Zanna's Outlaw is the first book in the series. As the story opens, a newcomer has arrived and builds a new mercantile with his own money. For reasons I won't spoil, Buck runs this person out of town and Debra takes over managing the store. I didn't have a problem with her acting as proprietor in the second book, but when it came to the third book, Debra's Bandit, with Debra as the heroine, I found myself aggravated with Debra and the mercantile. I knew who she was, but I couldn't quite translate onto paper her true character and mannerisms. And then, it hit me as to why. Where I could move her hero around town and showcase his personality to readers through his actions, I couldn't with Debra. She was stuck inside that store.
I thought long and hard about Debra and the mercantile, on how to make both shine. I came up with the idea of giving Debra a helper, enabling her to leave the store and interact with other characters in different locales. But something else kept nagging at me.
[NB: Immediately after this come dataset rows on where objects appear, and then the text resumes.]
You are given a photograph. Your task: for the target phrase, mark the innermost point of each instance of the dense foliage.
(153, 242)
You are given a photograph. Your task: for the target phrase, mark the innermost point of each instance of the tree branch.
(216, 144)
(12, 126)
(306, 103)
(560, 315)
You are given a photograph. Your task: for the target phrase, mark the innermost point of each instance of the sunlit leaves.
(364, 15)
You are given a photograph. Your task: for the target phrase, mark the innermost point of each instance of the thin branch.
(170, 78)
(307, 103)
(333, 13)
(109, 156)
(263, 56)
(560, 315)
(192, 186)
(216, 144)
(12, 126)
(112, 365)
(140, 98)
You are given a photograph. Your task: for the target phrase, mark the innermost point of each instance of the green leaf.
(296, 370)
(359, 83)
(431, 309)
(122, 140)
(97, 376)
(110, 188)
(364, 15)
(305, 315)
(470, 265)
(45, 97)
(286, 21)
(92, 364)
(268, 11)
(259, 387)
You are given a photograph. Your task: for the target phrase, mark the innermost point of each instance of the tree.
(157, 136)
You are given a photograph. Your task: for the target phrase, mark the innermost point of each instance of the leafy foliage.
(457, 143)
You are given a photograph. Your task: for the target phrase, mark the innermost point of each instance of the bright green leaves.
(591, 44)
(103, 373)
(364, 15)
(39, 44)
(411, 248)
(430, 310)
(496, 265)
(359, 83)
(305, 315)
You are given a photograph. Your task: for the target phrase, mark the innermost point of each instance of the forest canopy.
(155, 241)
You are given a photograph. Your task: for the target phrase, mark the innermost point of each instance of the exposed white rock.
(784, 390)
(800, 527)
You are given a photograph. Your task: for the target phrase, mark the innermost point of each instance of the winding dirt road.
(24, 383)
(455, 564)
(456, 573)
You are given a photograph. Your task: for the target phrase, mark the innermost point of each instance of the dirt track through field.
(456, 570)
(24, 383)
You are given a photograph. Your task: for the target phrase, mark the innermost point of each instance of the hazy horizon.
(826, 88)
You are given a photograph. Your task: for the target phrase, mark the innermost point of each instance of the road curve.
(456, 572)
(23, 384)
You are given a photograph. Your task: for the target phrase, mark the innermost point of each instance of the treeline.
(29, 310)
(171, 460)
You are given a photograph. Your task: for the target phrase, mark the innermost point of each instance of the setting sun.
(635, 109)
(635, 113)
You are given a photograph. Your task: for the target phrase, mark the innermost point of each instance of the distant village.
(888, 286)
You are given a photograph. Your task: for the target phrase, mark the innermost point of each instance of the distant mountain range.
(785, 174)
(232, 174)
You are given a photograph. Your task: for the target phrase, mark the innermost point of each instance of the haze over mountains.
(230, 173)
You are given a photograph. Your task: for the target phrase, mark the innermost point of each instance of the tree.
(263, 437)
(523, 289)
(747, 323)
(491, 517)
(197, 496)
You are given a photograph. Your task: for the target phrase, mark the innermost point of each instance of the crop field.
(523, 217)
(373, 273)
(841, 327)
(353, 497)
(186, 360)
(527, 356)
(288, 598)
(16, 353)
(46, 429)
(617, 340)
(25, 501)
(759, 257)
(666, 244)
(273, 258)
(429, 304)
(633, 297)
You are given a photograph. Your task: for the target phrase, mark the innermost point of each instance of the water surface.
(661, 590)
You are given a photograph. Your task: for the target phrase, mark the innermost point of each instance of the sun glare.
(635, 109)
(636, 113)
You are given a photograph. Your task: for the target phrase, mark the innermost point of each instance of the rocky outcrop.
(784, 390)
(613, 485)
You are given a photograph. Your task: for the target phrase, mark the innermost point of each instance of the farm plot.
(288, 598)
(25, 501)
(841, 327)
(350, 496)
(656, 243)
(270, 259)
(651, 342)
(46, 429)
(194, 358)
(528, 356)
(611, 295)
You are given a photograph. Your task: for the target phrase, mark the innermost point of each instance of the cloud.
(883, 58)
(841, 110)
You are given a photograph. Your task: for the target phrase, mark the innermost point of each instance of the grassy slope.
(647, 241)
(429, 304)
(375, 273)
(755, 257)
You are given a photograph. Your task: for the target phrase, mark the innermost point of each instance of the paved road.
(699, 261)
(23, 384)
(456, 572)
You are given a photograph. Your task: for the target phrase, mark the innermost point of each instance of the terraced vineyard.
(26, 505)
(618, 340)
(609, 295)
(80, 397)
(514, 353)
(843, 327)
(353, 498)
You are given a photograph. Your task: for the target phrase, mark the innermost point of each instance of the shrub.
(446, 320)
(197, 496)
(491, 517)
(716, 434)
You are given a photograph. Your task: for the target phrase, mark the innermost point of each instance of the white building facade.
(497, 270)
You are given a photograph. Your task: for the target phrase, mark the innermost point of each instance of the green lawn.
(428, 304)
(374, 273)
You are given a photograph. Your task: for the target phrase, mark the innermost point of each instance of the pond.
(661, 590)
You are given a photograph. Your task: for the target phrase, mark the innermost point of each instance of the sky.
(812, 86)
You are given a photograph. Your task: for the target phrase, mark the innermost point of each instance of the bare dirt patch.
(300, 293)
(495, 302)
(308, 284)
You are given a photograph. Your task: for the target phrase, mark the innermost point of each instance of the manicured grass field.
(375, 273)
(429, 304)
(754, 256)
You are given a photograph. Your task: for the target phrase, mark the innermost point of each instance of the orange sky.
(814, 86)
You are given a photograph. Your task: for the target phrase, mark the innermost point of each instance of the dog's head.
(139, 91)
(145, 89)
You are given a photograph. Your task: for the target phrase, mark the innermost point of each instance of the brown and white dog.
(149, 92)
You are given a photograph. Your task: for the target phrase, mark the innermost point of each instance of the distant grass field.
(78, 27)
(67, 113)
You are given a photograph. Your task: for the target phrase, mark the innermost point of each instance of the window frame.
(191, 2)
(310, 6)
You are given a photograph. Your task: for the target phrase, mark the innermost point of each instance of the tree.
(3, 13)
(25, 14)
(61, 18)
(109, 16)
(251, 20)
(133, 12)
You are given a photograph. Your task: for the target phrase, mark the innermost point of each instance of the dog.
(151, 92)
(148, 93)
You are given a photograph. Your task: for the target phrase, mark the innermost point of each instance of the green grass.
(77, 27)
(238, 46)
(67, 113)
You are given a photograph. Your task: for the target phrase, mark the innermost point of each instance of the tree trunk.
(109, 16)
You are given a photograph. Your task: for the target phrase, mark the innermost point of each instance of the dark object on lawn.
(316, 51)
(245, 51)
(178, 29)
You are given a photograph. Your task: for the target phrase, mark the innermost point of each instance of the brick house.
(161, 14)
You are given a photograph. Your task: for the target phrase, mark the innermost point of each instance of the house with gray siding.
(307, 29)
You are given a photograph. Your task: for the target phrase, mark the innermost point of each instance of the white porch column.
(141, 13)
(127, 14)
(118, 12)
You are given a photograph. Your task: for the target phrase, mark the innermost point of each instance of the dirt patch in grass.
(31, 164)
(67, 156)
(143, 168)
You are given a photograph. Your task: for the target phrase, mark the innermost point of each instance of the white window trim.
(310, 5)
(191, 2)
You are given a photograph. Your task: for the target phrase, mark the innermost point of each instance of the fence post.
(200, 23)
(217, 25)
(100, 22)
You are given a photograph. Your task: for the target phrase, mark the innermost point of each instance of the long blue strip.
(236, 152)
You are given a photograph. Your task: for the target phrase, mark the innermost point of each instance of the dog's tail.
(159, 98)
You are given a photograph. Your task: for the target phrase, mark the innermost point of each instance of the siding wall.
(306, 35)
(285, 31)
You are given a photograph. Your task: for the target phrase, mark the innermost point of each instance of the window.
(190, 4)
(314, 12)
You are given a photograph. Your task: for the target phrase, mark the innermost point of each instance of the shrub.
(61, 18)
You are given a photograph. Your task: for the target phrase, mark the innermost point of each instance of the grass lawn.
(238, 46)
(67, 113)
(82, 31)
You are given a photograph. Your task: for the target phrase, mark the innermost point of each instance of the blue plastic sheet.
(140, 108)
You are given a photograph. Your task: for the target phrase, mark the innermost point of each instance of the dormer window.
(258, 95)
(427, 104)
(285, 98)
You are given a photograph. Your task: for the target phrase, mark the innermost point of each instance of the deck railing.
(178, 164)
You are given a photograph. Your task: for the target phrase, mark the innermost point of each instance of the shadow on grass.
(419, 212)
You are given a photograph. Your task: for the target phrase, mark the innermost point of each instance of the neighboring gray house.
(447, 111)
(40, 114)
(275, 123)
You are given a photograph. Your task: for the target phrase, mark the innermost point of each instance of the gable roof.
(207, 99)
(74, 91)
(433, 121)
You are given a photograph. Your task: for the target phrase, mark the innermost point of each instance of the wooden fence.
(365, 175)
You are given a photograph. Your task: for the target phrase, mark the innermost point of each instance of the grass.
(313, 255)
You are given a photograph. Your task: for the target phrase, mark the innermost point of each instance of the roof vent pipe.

Finally, I realized the scenes with Debra inside the mercantile were wrong, even boring, because I wasn't using both properly. 
When I think of a mercantile, shelves of canned goods, sacks of flour and sugar and a back wall housing tools, guns and bullets come to mind. There's a counter with an old-fashioned cash register, maybe a glass jar with peppermint sticks and a potbellied stove in the corner. But the mercantile wasn't just a place to purchase dry goods. It was also a place where townsfolk and neighboring farmers and ranchers gathered to hear the latest news pertaining to the goings-on in town and cities both near and far. In essence, it was today's internet and telephone.
Once I was able to wrap my mind around the importance of the mercantile, I was able to make the store and my heroine shine. At heart, Debra is kind and caring. She's also the mom-and-pop business of yesterday. Her customers' needs for flour and coffee are important to her, but more important are the people themselves. Her eagerness to help others shines in the way she greets her customers, in how she takes the time to inquire after them and their families, in how she strives to ensure that everyone who walks through her door feels special and appreciated, which is true of today's mom-and-pop businesses. Now when I think of a mercantile, I imagine people who, like Debra, provided the community with more than just a hammer. I see a building and the person giving the townsfolk what they needed most--communication and a sense of belonging.    



Lyn Horner said...

Julie, I enjoyed your post. You're right, mercantiles were the heart of many small towns in the old days. I'm glad you were able to bring that out and show Debra's thoughtful, caring approach to her customers. Sounds like a winner!

Julie Lence said...

Thank you, Lyn. It took some doing, and a lot of wrapping my brain around her character, but it was also fun. If I could, I'd love to hang out in a mercantile and just watch daily comings and goings from that era.

Caroline Clemmons said...

I prefer using fictional towns because then they can be whatever I wish.

Ciara Gold said...

Great post. I had the same difficulty with one of my stories so I even set up a table in the store for the women to sit and exchange gossip. Too fun and lots of good info.